"By far the biggest thing that keeps me here is the people. I have a great work family and we support each other through thick and thin."David Mitchell, 30 years of service
Earlier this year, Income Officer David Mitchell accomplished a huge milestone as he celebrated 30 years of continuous service working with the same social housing stock in Chichester. David’s rare achievement has given him a wealth of experience and, as expected, he doesn’t require sat nav to get around Chichester.
Starting out as a rent collector in the late 80s, David has had seven different job roles with the same housing stock, including Housing Officer and Resident Services Officer. “My time working in Chichester housing started pre-Hyde,” explained David, “back then the houses were part of Chichester council. It was my job to actually go around and talk to residents and explain the benefits of joining a Housing Association.”
Throughout the past three decades, one day particularly stands out for David – the day he helped an elderly resident in dire need.
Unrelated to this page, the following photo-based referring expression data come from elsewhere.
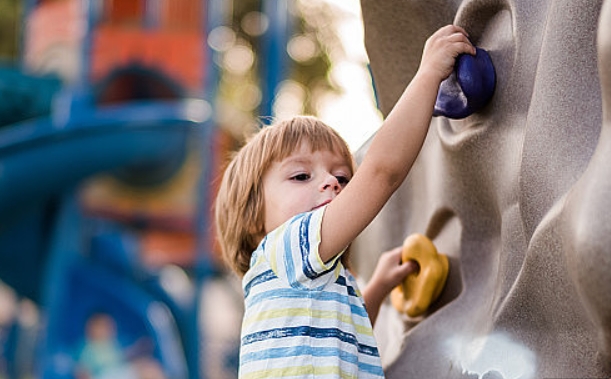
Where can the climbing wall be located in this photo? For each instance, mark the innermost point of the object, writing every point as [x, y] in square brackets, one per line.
[517, 195]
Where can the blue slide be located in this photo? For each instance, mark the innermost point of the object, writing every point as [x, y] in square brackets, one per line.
[65, 262]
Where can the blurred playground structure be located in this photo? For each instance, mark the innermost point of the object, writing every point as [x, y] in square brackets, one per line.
[108, 149]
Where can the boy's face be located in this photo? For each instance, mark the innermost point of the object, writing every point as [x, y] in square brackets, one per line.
[302, 182]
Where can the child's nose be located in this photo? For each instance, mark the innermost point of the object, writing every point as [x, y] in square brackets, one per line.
[332, 183]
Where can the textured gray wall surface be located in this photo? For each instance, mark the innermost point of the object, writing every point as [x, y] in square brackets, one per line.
[517, 195]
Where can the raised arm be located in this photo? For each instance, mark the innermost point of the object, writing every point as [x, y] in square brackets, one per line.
[395, 145]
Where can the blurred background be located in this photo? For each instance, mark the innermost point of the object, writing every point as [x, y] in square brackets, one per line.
[116, 118]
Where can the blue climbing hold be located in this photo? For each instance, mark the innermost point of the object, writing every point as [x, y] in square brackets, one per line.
[469, 88]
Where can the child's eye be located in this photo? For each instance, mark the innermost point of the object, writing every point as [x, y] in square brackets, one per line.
[342, 180]
[300, 177]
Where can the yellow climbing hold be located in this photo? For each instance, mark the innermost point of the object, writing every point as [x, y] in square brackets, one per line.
[420, 289]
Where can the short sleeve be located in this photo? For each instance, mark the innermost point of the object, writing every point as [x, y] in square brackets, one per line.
[292, 252]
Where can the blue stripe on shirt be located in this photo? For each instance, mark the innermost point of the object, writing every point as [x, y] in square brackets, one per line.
[318, 352]
[261, 278]
[304, 245]
[300, 331]
[291, 294]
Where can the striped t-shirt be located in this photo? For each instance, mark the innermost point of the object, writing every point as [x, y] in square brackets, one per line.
[303, 318]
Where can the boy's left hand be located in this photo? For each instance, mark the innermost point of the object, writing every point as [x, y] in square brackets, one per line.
[390, 271]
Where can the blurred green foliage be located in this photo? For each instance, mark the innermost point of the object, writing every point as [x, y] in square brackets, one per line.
[10, 23]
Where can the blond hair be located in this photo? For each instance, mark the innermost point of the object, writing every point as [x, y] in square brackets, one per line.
[239, 211]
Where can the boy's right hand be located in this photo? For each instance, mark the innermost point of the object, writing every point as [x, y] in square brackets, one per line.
[442, 48]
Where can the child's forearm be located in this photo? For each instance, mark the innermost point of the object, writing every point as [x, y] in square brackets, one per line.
[398, 141]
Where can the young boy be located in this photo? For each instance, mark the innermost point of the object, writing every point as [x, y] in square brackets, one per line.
[289, 205]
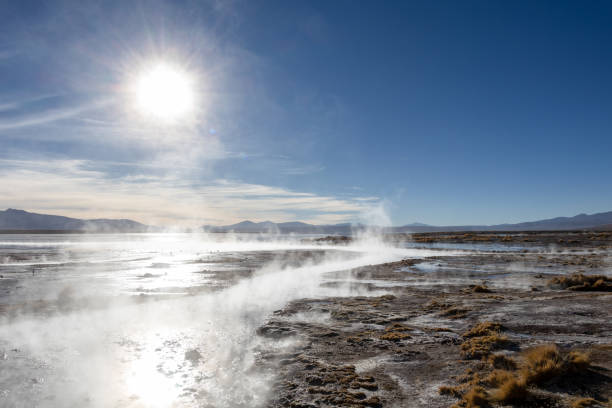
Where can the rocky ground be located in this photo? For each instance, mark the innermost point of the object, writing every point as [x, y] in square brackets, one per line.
[482, 329]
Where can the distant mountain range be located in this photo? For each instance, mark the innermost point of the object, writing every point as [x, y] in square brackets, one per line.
[12, 219]
[19, 220]
[581, 221]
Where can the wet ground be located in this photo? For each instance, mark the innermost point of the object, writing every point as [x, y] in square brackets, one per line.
[173, 321]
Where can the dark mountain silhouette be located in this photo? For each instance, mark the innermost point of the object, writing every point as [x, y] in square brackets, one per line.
[12, 219]
[578, 222]
[19, 220]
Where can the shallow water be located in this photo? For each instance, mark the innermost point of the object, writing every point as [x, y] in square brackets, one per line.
[166, 327]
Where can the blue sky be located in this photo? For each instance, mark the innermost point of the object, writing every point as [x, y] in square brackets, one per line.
[475, 112]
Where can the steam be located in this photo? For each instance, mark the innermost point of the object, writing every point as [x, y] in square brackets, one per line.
[195, 350]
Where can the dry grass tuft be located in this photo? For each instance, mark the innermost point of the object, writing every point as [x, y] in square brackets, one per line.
[483, 329]
[512, 390]
[475, 398]
[581, 282]
[585, 402]
[452, 391]
[545, 363]
[482, 339]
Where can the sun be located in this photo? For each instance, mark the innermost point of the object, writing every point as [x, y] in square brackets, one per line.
[165, 92]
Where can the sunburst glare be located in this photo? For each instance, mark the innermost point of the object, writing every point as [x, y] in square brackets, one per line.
[165, 92]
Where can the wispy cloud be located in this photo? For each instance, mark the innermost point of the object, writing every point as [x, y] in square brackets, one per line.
[71, 187]
[46, 116]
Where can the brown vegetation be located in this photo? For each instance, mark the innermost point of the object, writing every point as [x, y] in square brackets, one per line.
[581, 282]
[510, 380]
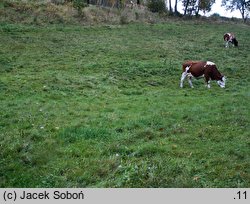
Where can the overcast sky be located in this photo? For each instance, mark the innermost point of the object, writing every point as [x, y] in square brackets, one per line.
[216, 8]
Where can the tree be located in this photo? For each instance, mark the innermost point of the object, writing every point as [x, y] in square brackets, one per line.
[193, 7]
[242, 5]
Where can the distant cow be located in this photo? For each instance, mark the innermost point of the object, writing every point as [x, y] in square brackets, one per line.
[230, 38]
[205, 69]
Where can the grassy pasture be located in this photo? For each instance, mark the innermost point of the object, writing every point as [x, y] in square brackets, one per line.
[100, 106]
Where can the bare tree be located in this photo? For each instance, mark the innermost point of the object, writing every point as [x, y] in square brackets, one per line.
[242, 5]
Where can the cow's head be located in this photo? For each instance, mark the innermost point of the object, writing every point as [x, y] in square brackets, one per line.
[222, 82]
[235, 42]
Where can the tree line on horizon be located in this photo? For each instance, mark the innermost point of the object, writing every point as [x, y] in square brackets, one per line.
[191, 7]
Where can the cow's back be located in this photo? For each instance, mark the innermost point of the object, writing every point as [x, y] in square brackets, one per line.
[196, 68]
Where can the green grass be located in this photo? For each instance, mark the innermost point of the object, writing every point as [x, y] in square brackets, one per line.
[100, 106]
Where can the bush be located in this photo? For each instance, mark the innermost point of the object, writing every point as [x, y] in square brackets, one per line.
[156, 6]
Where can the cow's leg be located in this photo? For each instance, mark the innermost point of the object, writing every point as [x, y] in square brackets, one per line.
[208, 84]
[183, 76]
[226, 44]
[190, 81]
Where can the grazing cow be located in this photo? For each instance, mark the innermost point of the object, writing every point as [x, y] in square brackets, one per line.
[230, 38]
[205, 69]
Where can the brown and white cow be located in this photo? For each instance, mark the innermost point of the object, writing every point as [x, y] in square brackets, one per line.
[230, 38]
[205, 69]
The resident wasn’t able to care for herself properly and David discovered her living in squalid conditions. David was able to help get the resident into the sheltered accommodation she so desperately needed. “There are days you do make a real difference,” said David. “Hitting targets is great, but when you go above that, whether that’s helping a resident or a colleague, or finding a better way of working, then that’s when you get a real sense of why we do what we do.”
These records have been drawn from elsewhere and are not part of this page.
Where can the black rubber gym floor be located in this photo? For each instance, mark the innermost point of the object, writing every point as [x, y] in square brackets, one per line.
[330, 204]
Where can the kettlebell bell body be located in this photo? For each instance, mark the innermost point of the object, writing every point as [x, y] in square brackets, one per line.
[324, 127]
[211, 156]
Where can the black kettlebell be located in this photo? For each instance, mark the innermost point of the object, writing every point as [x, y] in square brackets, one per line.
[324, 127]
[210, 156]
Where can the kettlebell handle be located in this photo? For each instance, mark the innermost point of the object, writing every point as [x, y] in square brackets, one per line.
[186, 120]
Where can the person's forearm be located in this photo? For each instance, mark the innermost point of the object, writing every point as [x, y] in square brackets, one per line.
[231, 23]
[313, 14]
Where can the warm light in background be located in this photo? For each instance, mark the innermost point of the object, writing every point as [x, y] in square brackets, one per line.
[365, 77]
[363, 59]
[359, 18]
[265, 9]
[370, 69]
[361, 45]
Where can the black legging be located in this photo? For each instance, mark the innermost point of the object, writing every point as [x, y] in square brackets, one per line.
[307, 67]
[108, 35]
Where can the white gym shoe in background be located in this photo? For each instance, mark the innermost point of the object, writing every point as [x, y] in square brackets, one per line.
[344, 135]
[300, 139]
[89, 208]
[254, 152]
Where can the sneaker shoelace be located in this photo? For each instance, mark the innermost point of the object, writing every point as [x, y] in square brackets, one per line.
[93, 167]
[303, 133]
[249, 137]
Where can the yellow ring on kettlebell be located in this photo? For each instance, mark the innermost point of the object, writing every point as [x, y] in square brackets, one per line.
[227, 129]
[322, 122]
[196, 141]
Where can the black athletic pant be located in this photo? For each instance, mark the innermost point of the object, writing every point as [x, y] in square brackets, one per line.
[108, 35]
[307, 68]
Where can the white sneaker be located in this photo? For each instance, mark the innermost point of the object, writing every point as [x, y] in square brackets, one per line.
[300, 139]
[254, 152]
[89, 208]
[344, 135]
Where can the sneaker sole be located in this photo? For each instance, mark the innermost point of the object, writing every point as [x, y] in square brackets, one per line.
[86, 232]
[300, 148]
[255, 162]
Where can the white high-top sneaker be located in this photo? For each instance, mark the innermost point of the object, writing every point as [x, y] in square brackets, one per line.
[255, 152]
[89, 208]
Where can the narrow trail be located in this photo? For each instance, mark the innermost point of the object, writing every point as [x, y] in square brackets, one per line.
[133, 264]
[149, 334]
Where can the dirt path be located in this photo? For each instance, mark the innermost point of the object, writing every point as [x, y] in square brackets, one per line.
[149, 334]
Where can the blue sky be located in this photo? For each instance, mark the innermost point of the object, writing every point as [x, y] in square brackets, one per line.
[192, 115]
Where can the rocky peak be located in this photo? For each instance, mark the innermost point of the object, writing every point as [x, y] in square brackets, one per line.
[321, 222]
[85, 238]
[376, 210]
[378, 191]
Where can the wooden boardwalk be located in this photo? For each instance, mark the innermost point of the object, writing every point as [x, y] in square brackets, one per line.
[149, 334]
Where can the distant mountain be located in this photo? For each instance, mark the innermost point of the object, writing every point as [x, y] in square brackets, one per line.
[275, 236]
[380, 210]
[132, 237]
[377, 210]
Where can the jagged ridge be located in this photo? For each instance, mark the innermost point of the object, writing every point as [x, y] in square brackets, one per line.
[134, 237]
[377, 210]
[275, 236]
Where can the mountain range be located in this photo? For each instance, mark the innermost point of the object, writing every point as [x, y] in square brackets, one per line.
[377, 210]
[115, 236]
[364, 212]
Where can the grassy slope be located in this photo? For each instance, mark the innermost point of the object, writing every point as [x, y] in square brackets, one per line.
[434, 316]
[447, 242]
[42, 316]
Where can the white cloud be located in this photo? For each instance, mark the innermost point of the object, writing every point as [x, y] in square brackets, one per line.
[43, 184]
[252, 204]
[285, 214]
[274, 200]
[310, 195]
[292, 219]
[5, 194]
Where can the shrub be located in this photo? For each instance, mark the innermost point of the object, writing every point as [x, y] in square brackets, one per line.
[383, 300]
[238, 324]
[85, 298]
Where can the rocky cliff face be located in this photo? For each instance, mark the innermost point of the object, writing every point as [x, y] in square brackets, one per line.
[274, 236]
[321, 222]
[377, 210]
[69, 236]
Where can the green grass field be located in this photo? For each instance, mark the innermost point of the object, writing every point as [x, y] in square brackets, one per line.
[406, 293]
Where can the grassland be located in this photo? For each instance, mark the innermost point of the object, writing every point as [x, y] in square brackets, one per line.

In 2007 the Chichester housing stock joined the Hyde Group from Martlet Homes. “Since we’ve been with Hyde I’ve been able to work with different offices and learn new and better ways of working,” commented David. “By far the biggest thing that keeps me here is the people. I have a great work family and we support each other through thick and thin.”
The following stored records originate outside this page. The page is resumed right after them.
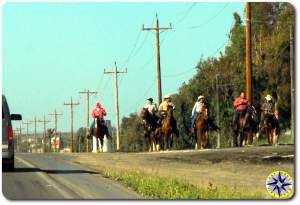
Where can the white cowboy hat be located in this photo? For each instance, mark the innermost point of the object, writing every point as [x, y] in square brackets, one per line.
[167, 96]
[201, 97]
[268, 97]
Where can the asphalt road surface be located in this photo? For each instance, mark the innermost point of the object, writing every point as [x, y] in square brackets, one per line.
[46, 177]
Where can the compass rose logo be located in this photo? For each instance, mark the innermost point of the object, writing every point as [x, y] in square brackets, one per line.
[280, 184]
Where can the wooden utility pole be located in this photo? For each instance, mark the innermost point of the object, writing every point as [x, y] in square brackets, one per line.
[116, 72]
[18, 132]
[292, 68]
[88, 93]
[44, 121]
[218, 110]
[55, 114]
[27, 137]
[34, 121]
[157, 29]
[72, 104]
[248, 52]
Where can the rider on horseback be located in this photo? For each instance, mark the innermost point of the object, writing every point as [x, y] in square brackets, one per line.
[151, 107]
[163, 108]
[241, 105]
[197, 109]
[98, 111]
[268, 108]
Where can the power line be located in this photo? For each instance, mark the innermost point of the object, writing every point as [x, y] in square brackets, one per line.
[143, 96]
[116, 72]
[185, 14]
[209, 20]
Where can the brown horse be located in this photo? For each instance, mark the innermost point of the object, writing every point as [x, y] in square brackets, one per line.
[245, 128]
[202, 128]
[270, 127]
[150, 127]
[99, 131]
[168, 129]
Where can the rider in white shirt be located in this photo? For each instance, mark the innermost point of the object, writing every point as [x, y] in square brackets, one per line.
[152, 107]
[197, 109]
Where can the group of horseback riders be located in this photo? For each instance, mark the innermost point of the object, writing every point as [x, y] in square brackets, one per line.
[158, 114]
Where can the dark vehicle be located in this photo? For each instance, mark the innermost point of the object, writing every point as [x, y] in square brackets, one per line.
[7, 136]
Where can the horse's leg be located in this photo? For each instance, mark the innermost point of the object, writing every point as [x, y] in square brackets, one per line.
[275, 137]
[206, 139]
[250, 137]
[94, 144]
[101, 143]
[269, 136]
[241, 138]
[235, 138]
[199, 134]
[171, 140]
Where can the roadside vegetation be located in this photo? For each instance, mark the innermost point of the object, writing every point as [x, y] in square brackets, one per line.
[271, 26]
[156, 187]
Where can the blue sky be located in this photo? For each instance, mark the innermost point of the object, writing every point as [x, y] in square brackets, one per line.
[51, 51]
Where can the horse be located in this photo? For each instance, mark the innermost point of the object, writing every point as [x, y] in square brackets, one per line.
[202, 127]
[168, 129]
[270, 128]
[150, 133]
[246, 127]
[99, 131]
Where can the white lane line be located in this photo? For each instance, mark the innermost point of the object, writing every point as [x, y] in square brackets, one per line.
[47, 180]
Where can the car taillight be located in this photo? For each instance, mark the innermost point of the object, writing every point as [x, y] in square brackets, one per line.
[10, 133]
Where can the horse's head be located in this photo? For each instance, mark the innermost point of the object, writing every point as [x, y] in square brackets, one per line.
[144, 113]
[204, 111]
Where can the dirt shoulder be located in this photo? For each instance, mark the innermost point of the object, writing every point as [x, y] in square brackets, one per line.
[242, 168]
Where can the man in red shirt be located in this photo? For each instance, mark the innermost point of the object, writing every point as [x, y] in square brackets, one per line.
[241, 104]
[98, 111]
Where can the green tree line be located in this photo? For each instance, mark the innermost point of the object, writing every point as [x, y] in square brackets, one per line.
[271, 24]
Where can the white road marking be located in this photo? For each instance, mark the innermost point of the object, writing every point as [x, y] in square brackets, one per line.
[47, 179]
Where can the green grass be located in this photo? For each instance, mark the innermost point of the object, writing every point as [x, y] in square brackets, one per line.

David’s advice to those looking to start a career in the housing sector is to look into apprenticeships and work experience placements. “I sit next to an apprentice and can really see the benefits of studying and working. It gives you lots of experience and the chance to see if it’s the job for you.”
So, will David last another 10 years and make it to 40? “I have plans to retire in 2026 so I won’t make it to 40 years, but I’ve still got a while left and much more to give!” said David.